二十几年前,也是个清明,我回来给刚去世的母亲修墓,婶子一定要看一眼,专门来到田头。远房调皮的小叔竟跟她开玩笑:“你怕死啵?”婶子骂她:“你嘴里几时有过好话!”我知道婶子是个死不足惧的人。几年前她最疼爱的长孙女喜气洋洋地嫁了,她满怀喜悦地盼望着又一代人的出世,可在不到一个月的时间内孙女遭遇车祸夭亡,婶子的泪哭干了,头发雪上加霜,可她最终挺过来了。
老叔过世半年多了,到这会儿她还是悲痛不已,百般地依恋起来。
我的母亲去世的时候,父亲说过一句话:“哪个先死哪个先享福。”我当时也有三十好几了,对此话还是不甚理解,母亲真的是享福去了么?后来才琢磨出这话是安慰我们。母亲去世后,父亲变得沉默寡言了,跟我们在一起时会说起母亲。孤独的他心存的正是对母亲的深深怀恋。17年后,父亲跟着母亲的脚步去了。在他的弥留之际我赶到了家,他伸出一只手摇晃着,我赶紧上前紧握住他的手,“父亲,您有话要说吗?”父亲久久地盯着我不放,好半天也没说一句话,两只眼角渐渐地渗出了泪水。此刻我才体会到了父亲那句话的真正含义,原来父亲的内心也是脆弱的,到临了他有另一种的依恋,依恋的是我们……
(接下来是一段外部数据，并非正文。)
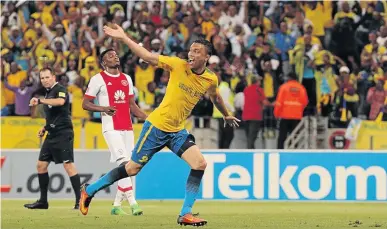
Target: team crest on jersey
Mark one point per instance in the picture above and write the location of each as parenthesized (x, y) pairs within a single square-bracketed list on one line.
[(124, 82), (119, 96)]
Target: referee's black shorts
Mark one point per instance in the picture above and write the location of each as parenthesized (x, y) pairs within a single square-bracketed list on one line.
[(58, 147)]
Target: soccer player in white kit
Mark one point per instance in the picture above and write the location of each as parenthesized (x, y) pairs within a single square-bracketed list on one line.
[(114, 92)]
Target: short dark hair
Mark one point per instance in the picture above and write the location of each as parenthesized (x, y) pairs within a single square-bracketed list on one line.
[(103, 54), (206, 44), (292, 75), (46, 69)]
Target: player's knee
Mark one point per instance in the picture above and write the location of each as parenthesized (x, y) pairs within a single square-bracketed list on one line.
[(132, 169), (42, 167), (70, 168)]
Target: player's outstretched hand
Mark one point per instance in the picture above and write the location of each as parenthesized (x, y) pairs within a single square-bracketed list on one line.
[(110, 110), (114, 31), (34, 102), (231, 121)]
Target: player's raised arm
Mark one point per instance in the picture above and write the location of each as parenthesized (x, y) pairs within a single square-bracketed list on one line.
[(117, 32), (219, 104)]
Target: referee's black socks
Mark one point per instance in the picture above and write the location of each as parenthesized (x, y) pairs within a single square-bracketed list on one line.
[(43, 184), (76, 183)]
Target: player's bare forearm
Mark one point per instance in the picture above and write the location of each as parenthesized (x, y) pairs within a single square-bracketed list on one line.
[(53, 102), (137, 111), (141, 52), (90, 106)]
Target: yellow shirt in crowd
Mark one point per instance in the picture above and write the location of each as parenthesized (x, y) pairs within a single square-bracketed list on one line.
[(14, 80)]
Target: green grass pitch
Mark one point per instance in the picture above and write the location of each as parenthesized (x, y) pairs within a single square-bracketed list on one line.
[(220, 215)]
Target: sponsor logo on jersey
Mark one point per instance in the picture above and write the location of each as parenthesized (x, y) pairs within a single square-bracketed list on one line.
[(124, 82), (119, 96)]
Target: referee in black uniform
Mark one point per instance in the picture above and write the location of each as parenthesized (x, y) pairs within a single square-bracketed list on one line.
[(59, 143)]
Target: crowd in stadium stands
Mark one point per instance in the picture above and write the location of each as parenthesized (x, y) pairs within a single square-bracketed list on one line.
[(337, 50)]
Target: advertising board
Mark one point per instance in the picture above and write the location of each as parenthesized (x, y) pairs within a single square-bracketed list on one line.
[(240, 175)]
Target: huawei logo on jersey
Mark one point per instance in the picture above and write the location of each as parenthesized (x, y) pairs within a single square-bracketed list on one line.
[(119, 97)]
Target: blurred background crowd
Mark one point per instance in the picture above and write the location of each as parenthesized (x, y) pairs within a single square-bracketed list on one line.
[(336, 49)]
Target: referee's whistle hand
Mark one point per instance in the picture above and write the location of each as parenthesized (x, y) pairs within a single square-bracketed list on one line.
[(34, 102)]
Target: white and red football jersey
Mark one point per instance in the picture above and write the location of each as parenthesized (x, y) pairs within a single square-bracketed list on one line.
[(115, 91)]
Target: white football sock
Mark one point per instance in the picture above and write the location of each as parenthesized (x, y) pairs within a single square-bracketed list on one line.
[(119, 198), (125, 186)]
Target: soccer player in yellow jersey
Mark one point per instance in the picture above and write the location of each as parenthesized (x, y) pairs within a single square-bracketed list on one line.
[(189, 81)]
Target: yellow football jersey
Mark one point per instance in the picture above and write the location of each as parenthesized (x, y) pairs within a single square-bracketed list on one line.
[(184, 91)]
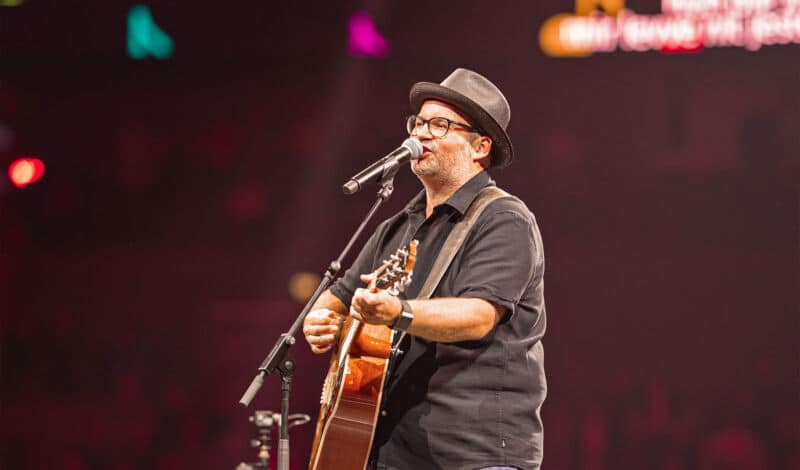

午后老婶移着小步来到我家,她特意拧来一袋绿豆,青油油的,一定要我带上,我惊讶老婶居然还能干田里的活,“婶子,您今年还打算种么?”老婶说:“不行了,再种不动了。”我笑着说:“往后的日子您年年都要种,我可是年年都要等着回来拿的呢!”婶子笑了,笑着笑着,她又开始抹泪了……
返城的时候,婶子把我送到了大路上,往常她会说:“再几时回呢?”这一次她却没有问。“婶子,我会回来看你的。”她直望着我,好久才说出了一句:“还晓得再见不见得着呢。”眼里又噙着泪花。从她那飘忽的眼神里,我明显地感觉到了她的惶恐和不安。我本想劝她几句,可自己的心里也不平静,我再三示意让她留步,可婶子的两脚还是在不停地往前挪着,我只得头也不回往前走,好远了,我还是忍不住回首,路的那头婶子还呆呆地立在路中央,单薄的她正抹着泪水。这是我这些年里回乡从未见过的情景,我想,她心里一定是掂量着那句话:“还晓得再见不见得着呢?”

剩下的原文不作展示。